Integrating an Estranged Parent Back into the 2-Home Family
There are several important considerations to include in the development of a plan for changing the family structure when an estranged parent is returning.
How old was the child when this parent last had an active role in their life and how old are they now?
An absence of over a few months for a child age 3 and younger may mean there is not much memory of the missing parent or memory of a relationship. It's essential for the returning parent to educate him or herself about the developmental needs and milestones missed during the absence, as well as to learn the current developmental needs, tasks and goals now.
What were the circumstances that lead to the loss of contact between the parent and the child and what memory does the child have of those events?

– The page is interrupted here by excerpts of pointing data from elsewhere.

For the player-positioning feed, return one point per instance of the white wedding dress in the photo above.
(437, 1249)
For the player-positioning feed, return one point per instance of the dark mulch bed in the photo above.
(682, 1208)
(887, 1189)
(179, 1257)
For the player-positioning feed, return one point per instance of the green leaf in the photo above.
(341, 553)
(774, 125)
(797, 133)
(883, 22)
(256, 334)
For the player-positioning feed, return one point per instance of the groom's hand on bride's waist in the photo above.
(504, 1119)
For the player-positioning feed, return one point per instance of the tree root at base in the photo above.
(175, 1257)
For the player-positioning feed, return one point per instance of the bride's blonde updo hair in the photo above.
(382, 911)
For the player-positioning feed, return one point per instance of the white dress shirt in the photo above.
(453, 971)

Children who witnessed frightening behavior (domestic violence, substance abuse, mental illness, high conflict couple relationship) may feel anxious at the idea of integrating the absent parent back into the new family structure.
If the parent had a problem behavior or illness, it has to be stable/resolved with a clear plan for continuity of recovery/stability. This is essential in order to honestly reassure the child that the returning parent is a safe and loving person who can be relied upon.
Are there unresolved feelings/issues/wounds/traumas in the adult/couple relationship?
If either parent is still emotionally and negatively engaged with the past and unforgiving toward each other, the restructuring of this family will probably not succeed. Couples resolution therapy for high conflict and/or estranged coparents is a critical component in ensuring the success of this process for many former intimate partners.
What is your child's history of loss and trauma?
It will be important to assess the number and types of losses your child has experienced as well as an events that have caused them trauma, such as parental conflict. Together these factors may impact the length of time it will take your child to manage the reunification process.
Children can be traumatized by abandonment, abuse, and neglect and witnessing verbal or physical conflict between their parents.
When children lose contact with a parent they can experience a range of emotions as part of their grief including confusion, anger, sadness, anxiety, anticipation, shame and guilt. If children suffer multiple losses, like losing significant caregivers, extended family, friends through change of school or home that often accompany a family breakup, then the losses add up.
The more losses a child sustains, the more difficult it becomes for them to bounce back from other experiences.
The level of cooperation or conflict between parents is very often the reason the child lost a parent in the first place. When the coparenting relationship is the cause of the estrangement, it is Mom and Dad who will need to work on change first, if the child is going to get the help he or she needs.